Question

The network shown in the figure is part of a circuit. If at a certain instant, the current $I$ is $5\text{A}$ flowing through the circuit part and it is decreasing at a rate of ${10}^3{\text{As}}^{-1}$ then $V_B-V_A$ equals

• A. $20\text{V}$
• B. $15\text{V}$
• C. $10\text{V}$
• D. $5\text{V}$

Answer 1

The correct option is B $15\text{V}$

Current $I$ is decreasing, hence emf will be induced across inductor such that it supports the current or will increase the decreasing current.
$\Rightarrow +ve$ terminal of the induced emf will be facing towards $B$.

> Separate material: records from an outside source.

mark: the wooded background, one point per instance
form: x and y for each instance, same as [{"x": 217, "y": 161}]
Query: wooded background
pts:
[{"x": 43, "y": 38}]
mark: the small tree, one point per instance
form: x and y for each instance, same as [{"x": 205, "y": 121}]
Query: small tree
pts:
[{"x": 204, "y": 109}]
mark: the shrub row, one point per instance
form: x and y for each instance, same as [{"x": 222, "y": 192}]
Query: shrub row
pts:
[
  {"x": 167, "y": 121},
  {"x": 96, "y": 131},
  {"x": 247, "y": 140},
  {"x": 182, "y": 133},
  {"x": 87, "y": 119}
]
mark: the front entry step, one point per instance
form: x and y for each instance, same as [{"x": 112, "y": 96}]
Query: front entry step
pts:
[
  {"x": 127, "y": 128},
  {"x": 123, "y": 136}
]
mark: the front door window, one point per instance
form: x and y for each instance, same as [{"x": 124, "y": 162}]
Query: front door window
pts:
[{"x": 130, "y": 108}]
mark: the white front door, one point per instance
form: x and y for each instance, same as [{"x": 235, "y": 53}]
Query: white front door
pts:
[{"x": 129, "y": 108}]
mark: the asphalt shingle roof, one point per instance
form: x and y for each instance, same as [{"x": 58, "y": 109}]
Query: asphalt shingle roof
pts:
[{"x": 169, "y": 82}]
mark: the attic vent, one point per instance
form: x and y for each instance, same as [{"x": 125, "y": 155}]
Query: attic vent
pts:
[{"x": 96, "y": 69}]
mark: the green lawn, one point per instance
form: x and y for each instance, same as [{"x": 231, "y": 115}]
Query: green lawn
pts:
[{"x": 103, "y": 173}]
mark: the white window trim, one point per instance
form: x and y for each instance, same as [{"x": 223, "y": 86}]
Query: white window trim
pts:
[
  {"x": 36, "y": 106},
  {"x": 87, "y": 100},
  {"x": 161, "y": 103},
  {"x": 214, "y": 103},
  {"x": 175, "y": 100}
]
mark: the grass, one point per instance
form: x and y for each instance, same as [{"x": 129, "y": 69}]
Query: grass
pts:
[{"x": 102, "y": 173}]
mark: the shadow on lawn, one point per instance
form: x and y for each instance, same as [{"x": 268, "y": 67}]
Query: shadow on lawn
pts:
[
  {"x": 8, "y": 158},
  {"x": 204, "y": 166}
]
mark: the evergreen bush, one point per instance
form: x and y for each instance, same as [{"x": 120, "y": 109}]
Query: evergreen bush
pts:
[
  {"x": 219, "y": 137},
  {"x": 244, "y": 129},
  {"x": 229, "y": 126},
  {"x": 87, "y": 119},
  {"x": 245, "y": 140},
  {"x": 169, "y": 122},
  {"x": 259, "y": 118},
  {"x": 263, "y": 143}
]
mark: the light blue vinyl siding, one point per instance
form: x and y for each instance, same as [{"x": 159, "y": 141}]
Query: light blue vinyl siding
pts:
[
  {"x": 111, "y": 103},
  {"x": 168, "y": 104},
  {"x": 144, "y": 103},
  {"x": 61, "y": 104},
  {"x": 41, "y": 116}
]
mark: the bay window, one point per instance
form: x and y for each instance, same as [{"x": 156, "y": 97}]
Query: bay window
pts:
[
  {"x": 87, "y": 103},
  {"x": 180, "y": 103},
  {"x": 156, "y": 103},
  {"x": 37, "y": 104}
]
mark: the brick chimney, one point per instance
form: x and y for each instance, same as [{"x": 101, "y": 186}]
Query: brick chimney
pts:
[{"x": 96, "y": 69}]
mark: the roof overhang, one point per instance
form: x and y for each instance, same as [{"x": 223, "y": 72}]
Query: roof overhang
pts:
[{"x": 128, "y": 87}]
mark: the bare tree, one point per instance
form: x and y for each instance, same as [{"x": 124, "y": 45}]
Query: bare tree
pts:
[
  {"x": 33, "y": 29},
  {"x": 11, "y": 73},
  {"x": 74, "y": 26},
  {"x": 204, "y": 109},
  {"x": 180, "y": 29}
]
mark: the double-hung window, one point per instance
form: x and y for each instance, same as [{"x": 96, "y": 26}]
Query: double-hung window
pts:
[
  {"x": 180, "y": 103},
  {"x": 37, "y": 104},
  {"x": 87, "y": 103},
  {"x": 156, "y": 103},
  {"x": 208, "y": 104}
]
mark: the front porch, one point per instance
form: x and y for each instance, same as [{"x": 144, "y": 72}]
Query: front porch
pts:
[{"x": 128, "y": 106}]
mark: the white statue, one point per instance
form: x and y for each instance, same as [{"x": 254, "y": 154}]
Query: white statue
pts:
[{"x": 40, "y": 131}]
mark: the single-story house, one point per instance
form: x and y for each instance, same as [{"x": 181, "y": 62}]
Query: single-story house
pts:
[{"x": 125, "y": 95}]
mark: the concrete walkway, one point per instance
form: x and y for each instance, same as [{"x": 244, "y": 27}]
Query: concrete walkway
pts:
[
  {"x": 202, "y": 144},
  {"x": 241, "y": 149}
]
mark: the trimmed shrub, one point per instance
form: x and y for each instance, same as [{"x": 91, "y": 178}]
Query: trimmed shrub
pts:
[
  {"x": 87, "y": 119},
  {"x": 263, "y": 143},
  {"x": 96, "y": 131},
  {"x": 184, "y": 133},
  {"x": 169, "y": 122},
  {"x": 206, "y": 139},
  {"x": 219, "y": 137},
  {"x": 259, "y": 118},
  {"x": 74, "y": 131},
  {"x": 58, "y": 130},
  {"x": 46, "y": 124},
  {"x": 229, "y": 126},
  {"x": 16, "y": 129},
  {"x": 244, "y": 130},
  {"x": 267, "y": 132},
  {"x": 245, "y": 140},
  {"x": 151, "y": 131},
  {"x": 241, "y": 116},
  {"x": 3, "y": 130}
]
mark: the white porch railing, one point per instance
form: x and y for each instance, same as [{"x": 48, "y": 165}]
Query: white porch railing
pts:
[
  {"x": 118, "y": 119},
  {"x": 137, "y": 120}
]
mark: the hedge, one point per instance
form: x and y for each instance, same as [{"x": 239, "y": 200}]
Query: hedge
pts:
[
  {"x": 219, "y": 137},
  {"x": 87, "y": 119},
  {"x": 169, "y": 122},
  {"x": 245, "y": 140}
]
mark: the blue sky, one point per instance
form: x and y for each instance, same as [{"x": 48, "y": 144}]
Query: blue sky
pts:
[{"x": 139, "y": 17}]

Now, potential diffrenece across the inductor is given as,
$|\epsilon |=L\frac{di}{dt}=\left(5\text{mH}\right)\times \left({10}^3{\text{As}}^{-1}\right)$
$|\epsilon |=5\text{V}$
$\Rightarrow$Travelling from $A\to B$ and potential will drop across resistance by amount $iR$, potential will increase on crossing battery and inductor.
$V_A-iR+15+L\frac{di}{dt}=V_B$
$V_A-(5\times 1)+15+5=V_B$
$\therefore V_B-V_A=15\text{V}$